They sit in the bleachers, a haven with a long history for sophomoric behavior. Somehow they drop the IQ of the entire rightfield section. Apparently, they were advised that their job is to 'heckle' the opposing players. It would help if they knew Grady Sizemore played in centerfield, not rightfield. It would also help if they knew that rightfield is leftfield. It's like a mirror, see, you are looking in at home plate...just like at home on the 'TEE-vee'. So when you sit on the left side, you overlook rightfield. But you can't sit in center, but even if you could, that would still be centerfield.
While they hoot, holler and make noise, they usually lose their energy by the 3rd inning. That does not make it any more tolerable.
It's that time of year. The Nuevo "A's fans" have hatched and are now infiltrating the Coliseum. They are beyond clueless. They are well past being uninitiated. They just don't care what is going on - they are at the place to be. Their inner-idiot and outer-idiot come together and are as one.
It would be great to blame this on alcohol; the cause of, and solution to, all of life's problems.
That isn't the case.
Now, this is not to suggest that if you are a new fan you should be banished from the Coliseum. Of course not. Come as you are. But don't follow the village idiots from all over the BayArea who come out in order to be seen and heard, not necessarily to root on the A's.
They are the goofballs that buy the counterfeit merchandise and make the trek to and from BART intolerable. Their hats and T-shirts are too bright and in some cases, not even the right color of the green and gold. It is unforgivable even to those who do not know better, but they buy the pink A's hats from the sidewalk vendorthief, thereby screwing the Breast Cancer Research fund $1. Go ask the loved ones of those who have lost someone to breast cancer. Ask them if it's okay if you defraud a breast cancer charity because you want to buy a cheaply made, one-size-not-fitting-all hat.
They show up to buy day of game tickets and spend 20 minutes trying to find the best cheap seat in the house only to choose the general admission bleacher seat in the end. They shuffle around as if practicing their eventual occupations as 'mallwalkers'.

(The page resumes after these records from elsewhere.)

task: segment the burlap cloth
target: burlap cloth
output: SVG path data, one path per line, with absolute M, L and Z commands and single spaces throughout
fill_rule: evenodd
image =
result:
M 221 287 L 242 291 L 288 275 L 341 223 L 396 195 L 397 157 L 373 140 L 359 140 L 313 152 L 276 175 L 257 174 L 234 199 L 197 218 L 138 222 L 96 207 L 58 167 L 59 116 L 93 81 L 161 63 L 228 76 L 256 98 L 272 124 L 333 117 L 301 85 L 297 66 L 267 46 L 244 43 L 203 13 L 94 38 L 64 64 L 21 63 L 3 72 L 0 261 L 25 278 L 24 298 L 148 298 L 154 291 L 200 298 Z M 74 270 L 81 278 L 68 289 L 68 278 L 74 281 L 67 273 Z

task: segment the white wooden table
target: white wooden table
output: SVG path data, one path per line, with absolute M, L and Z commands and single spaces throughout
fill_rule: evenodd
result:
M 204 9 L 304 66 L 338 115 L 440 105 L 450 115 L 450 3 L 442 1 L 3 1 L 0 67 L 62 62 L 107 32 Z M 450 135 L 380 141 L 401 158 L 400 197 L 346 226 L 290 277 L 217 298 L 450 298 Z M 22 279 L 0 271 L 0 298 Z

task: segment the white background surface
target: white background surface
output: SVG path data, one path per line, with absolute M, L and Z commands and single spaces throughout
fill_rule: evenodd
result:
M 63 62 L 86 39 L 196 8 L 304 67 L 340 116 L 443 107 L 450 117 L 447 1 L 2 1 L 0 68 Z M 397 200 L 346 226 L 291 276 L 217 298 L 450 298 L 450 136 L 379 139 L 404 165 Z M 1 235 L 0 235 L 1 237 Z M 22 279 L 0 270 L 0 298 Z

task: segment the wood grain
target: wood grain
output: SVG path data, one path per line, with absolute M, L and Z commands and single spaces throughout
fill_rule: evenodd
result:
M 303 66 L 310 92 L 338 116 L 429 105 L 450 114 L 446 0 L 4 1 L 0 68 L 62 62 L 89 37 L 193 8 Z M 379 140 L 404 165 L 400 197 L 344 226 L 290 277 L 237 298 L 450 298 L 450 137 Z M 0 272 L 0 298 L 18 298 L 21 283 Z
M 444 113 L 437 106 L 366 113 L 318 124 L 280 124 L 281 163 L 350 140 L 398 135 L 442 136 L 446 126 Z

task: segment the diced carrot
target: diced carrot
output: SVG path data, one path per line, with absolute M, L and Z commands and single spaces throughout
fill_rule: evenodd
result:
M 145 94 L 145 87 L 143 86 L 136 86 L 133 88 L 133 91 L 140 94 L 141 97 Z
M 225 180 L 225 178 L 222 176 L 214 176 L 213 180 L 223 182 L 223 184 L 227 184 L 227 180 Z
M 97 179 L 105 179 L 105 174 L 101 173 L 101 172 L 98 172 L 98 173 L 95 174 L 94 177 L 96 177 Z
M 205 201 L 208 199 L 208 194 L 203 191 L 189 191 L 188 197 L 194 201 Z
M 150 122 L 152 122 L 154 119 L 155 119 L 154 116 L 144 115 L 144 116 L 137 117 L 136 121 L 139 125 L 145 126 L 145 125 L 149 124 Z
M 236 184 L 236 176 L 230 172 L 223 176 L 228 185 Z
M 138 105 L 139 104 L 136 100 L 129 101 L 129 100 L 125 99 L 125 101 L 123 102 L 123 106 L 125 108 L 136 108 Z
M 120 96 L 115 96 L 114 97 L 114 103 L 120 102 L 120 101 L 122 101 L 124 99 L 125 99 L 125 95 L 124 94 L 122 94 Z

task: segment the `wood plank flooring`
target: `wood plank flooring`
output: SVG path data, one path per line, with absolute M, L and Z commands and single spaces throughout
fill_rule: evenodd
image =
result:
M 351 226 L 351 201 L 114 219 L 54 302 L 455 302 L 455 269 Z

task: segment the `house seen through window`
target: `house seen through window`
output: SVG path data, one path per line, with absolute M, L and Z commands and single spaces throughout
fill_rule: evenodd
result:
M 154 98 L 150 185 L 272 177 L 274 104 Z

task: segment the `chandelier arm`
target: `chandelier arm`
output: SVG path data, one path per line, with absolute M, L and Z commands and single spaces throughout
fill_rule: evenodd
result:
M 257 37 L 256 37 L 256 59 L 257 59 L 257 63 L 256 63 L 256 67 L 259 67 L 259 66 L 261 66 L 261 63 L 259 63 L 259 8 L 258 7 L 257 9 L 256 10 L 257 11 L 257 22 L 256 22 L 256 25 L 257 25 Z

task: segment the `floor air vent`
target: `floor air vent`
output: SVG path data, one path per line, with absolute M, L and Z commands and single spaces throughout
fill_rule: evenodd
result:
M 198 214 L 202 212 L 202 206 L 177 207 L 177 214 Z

They erupt at the crack of the bat. Even when it's the opponent in the batter's box. They weren't paying attention. They didn't know the other team was up to bat. And they curse the umpire for not calling a strike after the pitcher requests a new baseball and lobs it into the catcher in the familiar exchange. Or worse, exclaim, "What kind of pitch was that?"
While I'm typing, one of their brood in a "know-it-all" junior college freshman squeaky voice clamors, "turn off your computer."
You let it go once.
It's easy enough to allow idiots to be seen for what they are. Maybe the light of day burns that idiocy away and the great, "oh, oh that makes sense" moment reveals itself.
"Hey, put your computer away."
Like any hack comic in front of a brick wall trying to parlay what they remembered of a 1970's George Carlin set that they heard playing on one of their uncle's cassette, they try to reload their hollow shot if they get so much as an exhale of breath in reaction to their "funny".
"Hey, you, put your com-"
"Shut up bitch! I've got work to do - sit down and shut your fat ass up!"
Well.
Glad he said it and not me. Looking around, they were at least four laptops in the OF tonight. About a dozen more with cell phones stuck to their heads or holding them out for photos.
You would think that being yelled at would be the end of it.
Still, two batters later, "why does he keep fouling the ball - why can't he hit it? That's stupid."